[FEA] Add IO diagnostic output for GPU slowness in Profiler tool #1451

cindyyuanjiang · 2024-12-06T01:40:36Z

Contributes to #1374

Changes

Added an IO diagnostic view in Profiler output: io_diagnostic_metrics.csv
- Added class IOAccumDiagnosticMetrics to store selected IO related metric names and methods
- Added class IODiagnosticResult to represent each IO diagnostic result
- In core/src/main/scala/com/nvidia/spark/rapids/tool/analysis/AppSQLPlanAnalyzer.scala, cache results from generateSQLAccums and use them to compute IO diagnostic metrics in function generateIODiagnosticAccums
- Added IODiagnostics in class DiagnosticSummaryInfo
- Reorganized AccumProfileResults and SQLAccumProfileResults presentation for better readability

Testing

Added unit test "test IO diagnostic metrics" in core/src/test/scala/com/nvidia/spark/rapids/tool/profiling/AnalysisSuite.scala

Example Output

appIndex,appName,appId,sqlId,stageId,stageDurationMs,nodeId,nodeName,outputRowsMin,outputRowsMedian,outputRowsMax,outputRowsTotal,scanTimeMin,scanTimeMedian,scanTimeMax,scanTimeTotal,outputBatchesMin,outputBatchesMedian,outputBatchesMax,outputBatchesTotal,bufferTimeMin,bufferTimeMedian,bufferTimeMax,bufferTimeTotal,shuffleWriteTimeMin,shuffleWriteTimeMedian,shuffleWriteTimeMax,shuffleWriteTimeTotal,fetchWaitTimeMin,fetchWaitTimeMedian,fetchWaitTimeMax,fetchWaitTimeTotal,gpuDecodeTimeMin,gpuDecodeTimeMedian,gpuDecodeTimeMax,gpuDecodeTimeTotal
1,Spark shell,local-1622814619968,0,0,1743,16,"GpuColumnarExchange",1666666,1666667,1666667,10000000,0,0,0,0,200,200,200,1200,0,0,0,0,41434653,60830365,100858775,400284505,0,0,0,0,0,0,0,0
1,Spark shell,local-1622814619968,0,0,1743,21,"Scan",1666666,1666667,1666667,10000000,0,0,0,0,0,0,0,0,0,0,0,0,0,0,0,0,0,0,0,0,0,0,0,0
1,Spark shell,local-1622814619968,0,1,1631,8,"GpuColumnarExchange",1666666,1666667,1666667,10000000,0,0,0,0,200,200,200,1200,0,0,0,0,37444140,92128351,108992798,508750471,0,0,0,0,0,0,0,0
1,Spark shell,local-1622814619968,0,1,1631,13,"Scan",1666666,1666667,1666667,10000000,0,0,0,0,0,0,0,0,0,0,0,0,0,0,0,0,0,0,0,0,0,0,0,0
1,Spark shell,local-1622814619968,0,2,688,3,"GpuColumnarExchange",1,1,1,200,0,0,0,0,1,1,1,200,0,0,0,0,139875,230038,9747416,93193331,0,0,0,0,0,0,0,0

Follow-up Issue

#1454

Signed-off-by: cindyyuanjiang <[email protected]>

nartal1

Thanks @cindyyuanjiang ! Overall looks good. Were you able to test this PR with large eventlogs? Any impact on the runtime?

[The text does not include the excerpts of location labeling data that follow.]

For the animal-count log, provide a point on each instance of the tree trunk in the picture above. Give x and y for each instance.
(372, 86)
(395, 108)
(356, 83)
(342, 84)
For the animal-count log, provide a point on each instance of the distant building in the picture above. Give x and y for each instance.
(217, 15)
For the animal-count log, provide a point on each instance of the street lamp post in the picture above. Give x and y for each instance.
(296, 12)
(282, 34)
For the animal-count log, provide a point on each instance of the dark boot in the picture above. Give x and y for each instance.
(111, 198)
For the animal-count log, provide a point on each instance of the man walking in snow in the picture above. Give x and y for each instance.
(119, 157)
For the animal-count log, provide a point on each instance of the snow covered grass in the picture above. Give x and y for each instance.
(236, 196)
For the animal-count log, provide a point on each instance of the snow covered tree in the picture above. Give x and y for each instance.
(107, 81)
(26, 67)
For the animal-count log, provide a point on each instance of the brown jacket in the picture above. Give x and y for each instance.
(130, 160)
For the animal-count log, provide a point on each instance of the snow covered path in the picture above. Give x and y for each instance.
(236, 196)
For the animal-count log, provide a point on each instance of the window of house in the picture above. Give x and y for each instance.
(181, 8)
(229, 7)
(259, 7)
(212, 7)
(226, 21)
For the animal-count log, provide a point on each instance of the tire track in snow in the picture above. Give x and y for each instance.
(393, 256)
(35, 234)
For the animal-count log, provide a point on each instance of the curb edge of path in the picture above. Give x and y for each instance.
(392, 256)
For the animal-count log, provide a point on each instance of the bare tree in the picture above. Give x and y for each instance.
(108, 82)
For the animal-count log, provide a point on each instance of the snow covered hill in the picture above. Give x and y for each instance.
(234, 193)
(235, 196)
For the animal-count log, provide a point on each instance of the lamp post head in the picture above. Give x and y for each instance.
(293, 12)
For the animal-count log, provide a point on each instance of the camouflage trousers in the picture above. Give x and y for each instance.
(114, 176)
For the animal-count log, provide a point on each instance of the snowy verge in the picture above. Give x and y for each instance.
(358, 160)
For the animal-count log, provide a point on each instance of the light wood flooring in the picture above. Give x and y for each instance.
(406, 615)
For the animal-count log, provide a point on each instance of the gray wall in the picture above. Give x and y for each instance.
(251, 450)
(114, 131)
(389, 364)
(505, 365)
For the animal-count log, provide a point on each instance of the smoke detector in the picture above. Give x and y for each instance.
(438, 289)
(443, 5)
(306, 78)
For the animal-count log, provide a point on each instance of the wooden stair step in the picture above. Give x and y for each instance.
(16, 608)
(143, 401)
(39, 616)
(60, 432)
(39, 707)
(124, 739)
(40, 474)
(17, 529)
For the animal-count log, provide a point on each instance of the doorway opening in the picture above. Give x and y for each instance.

core/src/main/scala/com/nvidia/spark/rapids/tool/analysis/AnalysisUtils.scala

nartal1 · 2024-12-09T18:08:09Z

core/src/main/scala/com/nvidia/spark/rapids/tool/analysis/AppSQLPlanAnalyzer.scala

+        val stageDiagnosticInfo = HashMap.empty[String, StatisticsMetrics]
+
+        sqlAccums.foreach { sqlAccum =>
+          val stageTaskIds = app.taskManager.getAllTasksStageAttempt(stageId).map(_.taskId).toSet


Nit: We can move this before sqlAccums.foreach. i.e we can cache stageTaskIds once per stage rather than inside the loop for each accumulator.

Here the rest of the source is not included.